Youth 18 ticket

 青色の絵の具を水に落として、薄く広がってゆく水色を眺めながら、私はふと涙してしまった。あまりにまぶしい季節の中で、目も開けられずに顔を背けたその先に広がっていた海。線路際に立って、誰もが旅立ちを見送るその駅で、私と、あなたと、そのほかのすべての人達とが、笑顔でハンカチーフを振って、私だけが睫毛を濡らして、いいえ決してかなしい訳ではないんです、あなたの大人になるのさえ、きっと春から夏に変わるような、当然のあたりまえのことで、私は季節の過ぎるという逃れようのない事実の前で、わがまま言って、時計の針にしがみついて明日を憂う、懐古の病の重症患者で……。

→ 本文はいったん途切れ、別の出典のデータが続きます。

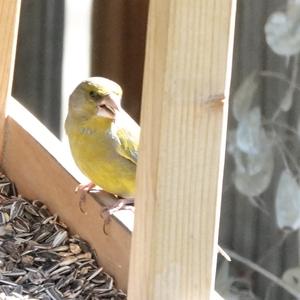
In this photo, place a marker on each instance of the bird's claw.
(120, 204)
(83, 189)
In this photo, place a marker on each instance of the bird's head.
(96, 96)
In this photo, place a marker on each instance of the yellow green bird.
(103, 138)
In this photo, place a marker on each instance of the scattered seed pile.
(39, 259)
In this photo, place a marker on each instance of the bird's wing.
(128, 137)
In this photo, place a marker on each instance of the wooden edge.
(9, 19)
(35, 160)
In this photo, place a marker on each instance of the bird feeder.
(183, 120)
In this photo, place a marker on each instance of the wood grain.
(184, 114)
(9, 19)
(39, 168)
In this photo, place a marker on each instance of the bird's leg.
(120, 204)
(83, 189)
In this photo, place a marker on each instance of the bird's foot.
(120, 204)
(83, 189)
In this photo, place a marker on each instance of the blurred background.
(61, 43)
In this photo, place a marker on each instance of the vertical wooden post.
(9, 20)
(179, 176)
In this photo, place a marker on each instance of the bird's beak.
(107, 108)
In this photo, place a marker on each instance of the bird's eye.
(94, 95)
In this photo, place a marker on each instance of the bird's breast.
(95, 152)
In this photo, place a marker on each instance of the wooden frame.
(179, 176)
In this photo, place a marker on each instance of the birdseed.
(40, 259)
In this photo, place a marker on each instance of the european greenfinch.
(103, 138)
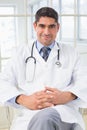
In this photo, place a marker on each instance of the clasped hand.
(42, 99)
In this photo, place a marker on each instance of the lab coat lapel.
(53, 53)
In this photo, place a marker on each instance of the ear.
(35, 25)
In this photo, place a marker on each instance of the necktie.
(45, 52)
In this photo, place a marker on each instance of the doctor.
(45, 80)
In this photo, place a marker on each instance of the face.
(46, 30)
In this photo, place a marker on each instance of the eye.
(42, 25)
(52, 26)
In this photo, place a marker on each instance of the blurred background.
(16, 28)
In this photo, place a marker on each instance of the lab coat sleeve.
(78, 84)
(8, 82)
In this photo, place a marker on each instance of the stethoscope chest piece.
(58, 64)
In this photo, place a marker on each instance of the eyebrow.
(43, 25)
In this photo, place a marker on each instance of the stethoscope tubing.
(31, 56)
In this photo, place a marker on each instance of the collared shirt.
(40, 45)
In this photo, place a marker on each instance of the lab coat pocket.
(62, 77)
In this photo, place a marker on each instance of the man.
(48, 90)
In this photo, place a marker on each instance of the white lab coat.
(71, 76)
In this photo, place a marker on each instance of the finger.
(45, 105)
(49, 89)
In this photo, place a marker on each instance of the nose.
(46, 31)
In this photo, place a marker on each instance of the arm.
(43, 99)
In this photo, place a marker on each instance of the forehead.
(46, 20)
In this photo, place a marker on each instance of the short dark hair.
(46, 12)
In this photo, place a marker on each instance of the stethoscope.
(31, 61)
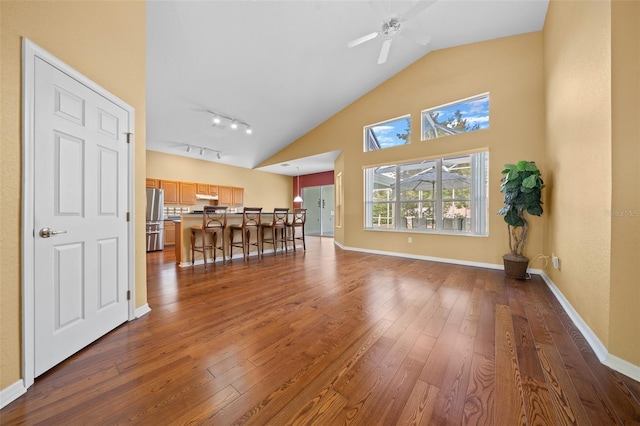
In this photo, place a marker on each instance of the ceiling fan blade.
(384, 52)
(416, 36)
(416, 8)
(362, 39)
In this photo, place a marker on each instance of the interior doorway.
(320, 204)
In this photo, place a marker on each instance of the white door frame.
(29, 53)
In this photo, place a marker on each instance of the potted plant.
(522, 187)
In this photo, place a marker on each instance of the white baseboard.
(623, 367)
(611, 361)
(235, 256)
(420, 257)
(142, 310)
(591, 338)
(13, 392)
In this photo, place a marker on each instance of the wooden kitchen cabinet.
(169, 233)
(171, 191)
(225, 196)
(187, 193)
(238, 196)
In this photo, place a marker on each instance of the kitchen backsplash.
(176, 209)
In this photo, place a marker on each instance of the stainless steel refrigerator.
(155, 219)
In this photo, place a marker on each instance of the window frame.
(478, 198)
(366, 129)
(450, 132)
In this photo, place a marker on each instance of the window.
(387, 134)
(463, 116)
(442, 195)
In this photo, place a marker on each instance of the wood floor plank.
(420, 406)
(327, 336)
(480, 406)
(567, 403)
(508, 381)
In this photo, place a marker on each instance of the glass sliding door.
(319, 202)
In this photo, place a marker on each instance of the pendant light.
(298, 198)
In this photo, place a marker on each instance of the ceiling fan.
(393, 25)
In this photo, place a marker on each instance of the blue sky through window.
(459, 117)
(386, 134)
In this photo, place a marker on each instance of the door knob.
(46, 232)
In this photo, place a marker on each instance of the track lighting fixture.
(234, 123)
(203, 150)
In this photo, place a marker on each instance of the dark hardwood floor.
(335, 337)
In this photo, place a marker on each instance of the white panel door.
(80, 205)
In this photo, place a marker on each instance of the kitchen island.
(183, 238)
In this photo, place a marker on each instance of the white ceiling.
(283, 66)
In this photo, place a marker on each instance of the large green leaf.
(531, 166)
(522, 165)
(535, 210)
(530, 181)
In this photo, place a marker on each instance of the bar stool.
(298, 221)
(214, 223)
(278, 228)
(251, 221)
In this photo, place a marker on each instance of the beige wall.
(261, 189)
(105, 41)
(624, 338)
(510, 69)
(592, 69)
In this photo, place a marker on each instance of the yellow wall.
(261, 189)
(105, 41)
(577, 38)
(510, 69)
(624, 338)
(592, 69)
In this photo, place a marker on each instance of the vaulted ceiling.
(283, 67)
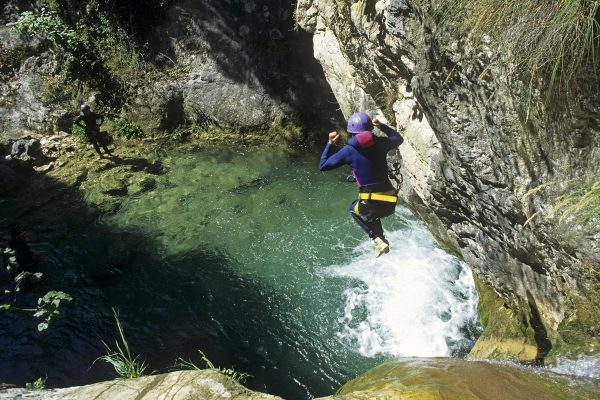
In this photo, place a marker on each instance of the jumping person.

 スカートがみじかくなったのも、爪の色がうつくしくなったのも、髪がつややかになったのも、衣服の色が目にまぶしいのも、私には関わりのないことです。私に関わりのない外の世界で、私に何の目くばせもなく、ただ勝手気儘に過ぎてゆくすべての物事がこわい。ただそれだけだ。私は救いようのないほどに変化を恐れてる。停滞を愛して、そうして過去を愛し、今が過去になることにさえ気づかずに、懐古するだけの今日を刻んでゆく。
 ああ、まったく、飛び跳ねた君の姿はうつくしかった。乱れた髪と振り回した腕と、そうして曲げた膝と地平線とのあいだに、海が見えた。煌めいていて穏やかで切ないブルー、私の好きな深いブルーだ。青春はきょうも私にしらんぷり。